O cinema de Carlos Diegues em Orfeu é o oposto do trabalho do antropólogo. Enquanto este tenta despir-se de todos os preconceitos e de todos os saberes preexistentes ao seu objeto de estudo, o sr. Diegues sobe ao morro com todas as idéias já feitas e mediatizadas por quem cria a imagem externa das favelas. longe de dar uma outra cara ao morro, longe de buscar uma outra interpretação, em suma, longe de fazer ficção, Orfeu não é um filme capaz de sair do joguete de cartas marcadas que é essa 1h50min de lugares-comuns sobre os que habitam esse universo tão complexo. O Orfeu de Vinícius de Morais é uma fábula, mas em Orfeu não há fabulação. Carlos Diegues não dá nova cara a ninguém, nem essa parece ser sua intenção.

A câmara do filme é inquieta. Mas se outrora isso significava algo de bom, hoje é exatamente o que falta para transformar Orfeu num filme de maior interesse. Não há real mergulho (há um mergulho falso, na ora do entrelaçamento amoroso, mas para Carlos Diegues o amor na cama são apenas nauseantes travelings de 360º acima dos personagens abraçados). Não vemos onde está a emoção de filmar, e nem nos parece óbvio o porquê de uma câmara aparecer lá. O problema é que, sem mergulho em qualquer universo, não há personagens: temos apenas o arquétipo-Orfeu, o arquétipo-Eurídice, o arquétipo Máicol (que não deixam de ter seus instantes de alguma emoção), mas o ue mais flagela são os arquétipos traficante, policial, morador, evangélico, macumbeira, etc.

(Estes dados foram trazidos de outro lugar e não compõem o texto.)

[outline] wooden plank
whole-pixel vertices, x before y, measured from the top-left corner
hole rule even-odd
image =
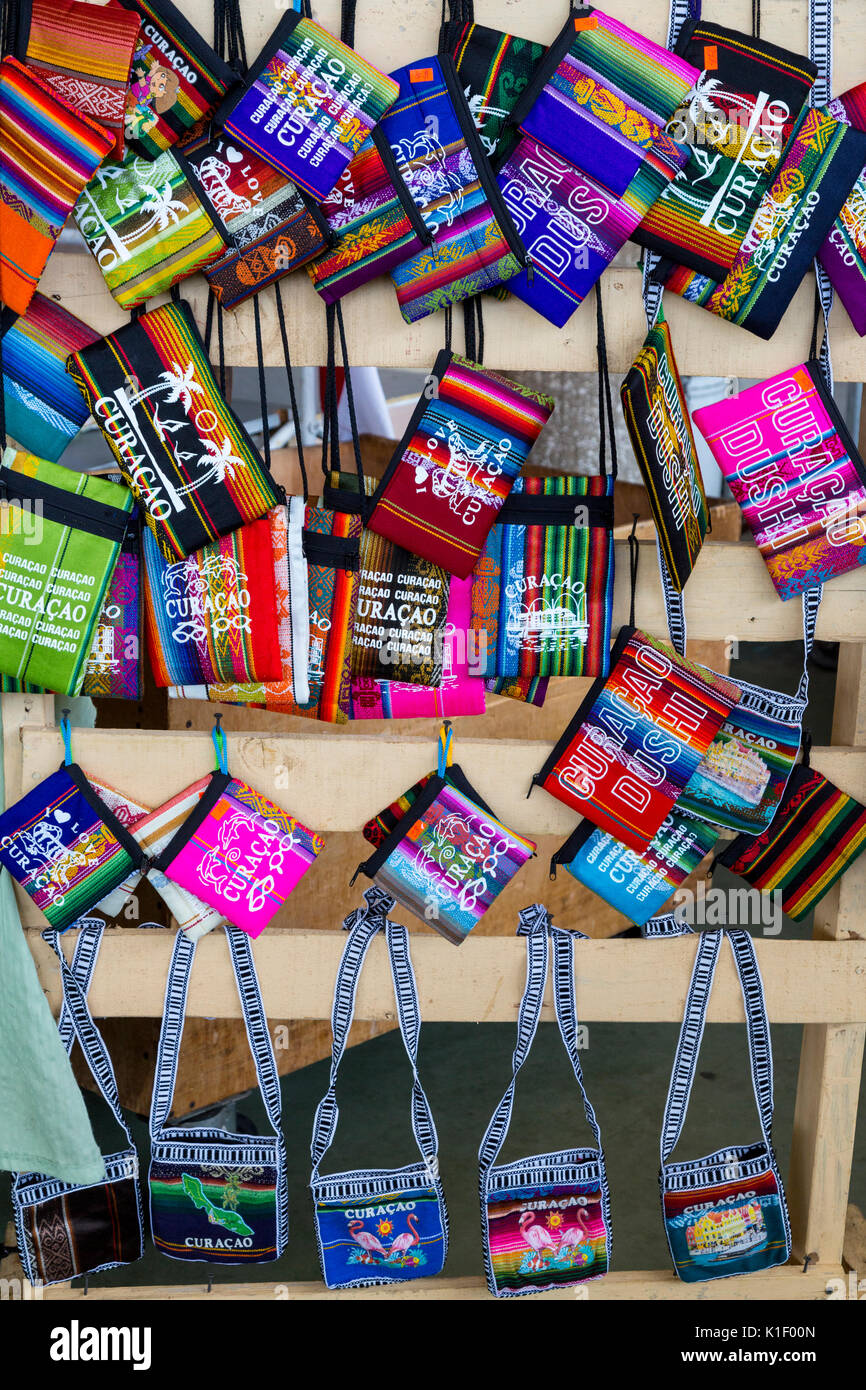
[[[833,742],[866,746],[866,643],[840,642]]]
[[[842,952],[850,945],[827,943],[826,949]],[[866,1028],[813,1024],[805,1015],[804,1021],[787,1186],[793,1253],[835,1264],[845,1241]]]
[[[395,917],[400,915],[398,909]],[[63,937],[68,954],[75,935],[68,931]],[[27,939],[42,987],[57,1012],[56,958],[38,931],[29,930]],[[270,1018],[330,1017],[345,940],[340,931],[278,929],[259,937],[255,959]],[[94,1016],[158,1016],[173,941],[169,931],[118,928],[106,932],[90,994]],[[866,1021],[866,942],[759,938],[755,948],[774,1022],[842,1025]],[[579,941],[576,951],[577,1011],[582,1021],[673,1023],[682,1019],[694,939]],[[521,939],[470,937],[456,948],[433,932],[423,932],[413,937],[412,954],[421,1017],[426,1022],[513,1023],[516,1019],[526,974],[526,947]],[[223,932],[211,933],[199,945],[187,1014],[191,1018],[240,1016]],[[394,1018],[384,941],[374,943],[358,989],[355,1016],[361,1021]],[[728,951],[719,965],[708,1016],[716,1023],[738,1023],[744,1018]],[[549,999],[543,1017],[553,1017]]]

O olhar de Orfeu é um olhar de fora disfarçado de olhar de dentro. Vemos no filme o roteiro dar conta de todos os aspectos (pelo menos todos os que a nossa mídia mostra) da favela. Mas um caso impressiona, o da música. O rap-funk jamais aparece em seu processo de fabricação. Está apenas no rádio, como música de fundo que comenta a situação do morro. Quanto ao samba, é bem ao contrário: não só temos a experiência da Escola de Samba, como também vemos a memorável aparição de Nelson Sargento & bambas numa digníssima roda de samba. Rap pelo rádio e o samba, ah! o velho samba, em seu lugar de direito, nada menos do que o morro idealizado. O filme nos dá a impressão que o rap nunca é feito (ou que é feito fora da favela), mas simplesmente veiculado. E quando ele se reúne em apoteose com o samba, na segunda tentativa de gesto ficcional do filme (a primeira era pra ser um fait-divers, mas acaba sendo ficção pelo trabalho de Cássio Gabus Mendes, mesmo que um tanto constrangido), não se enganem: é remake. Remake de Mestre Jorjão, porque remake é a única coisa que Carlos Diegues tem feito.

Entende-se um remake quando a finalidade é dar outra cara. Mas quando é apenas para assinar embaixo do já feito, do institucionalizado, é de se duvidar de seus propósitos. De uma Tieta banal que em nada diferia daquela que foi feita pela Rede Globo até um Orefeu mais banal ainda, que não reprisa Vinícius de Morais mas repisa toda a imagem que se tem da vida no morro, Carlos Diegues vai se especializando como o cineasta anti-renovação. Talvez seja ele assim o símbolo maior do cinema brasileiro nos anos de sua retomada: nada de retomada dramática, nenhuma construção de imaginário (salvo as exceções costumeiras, Sganzerla, Araújo, Amaral, Reichenbach), mas simplesmente uma renovação de produção, buscando sucesso de exibição. Esperamos que pelo menos nisso o filme seja bem sucedido, pois parece ser seu objetivo principal.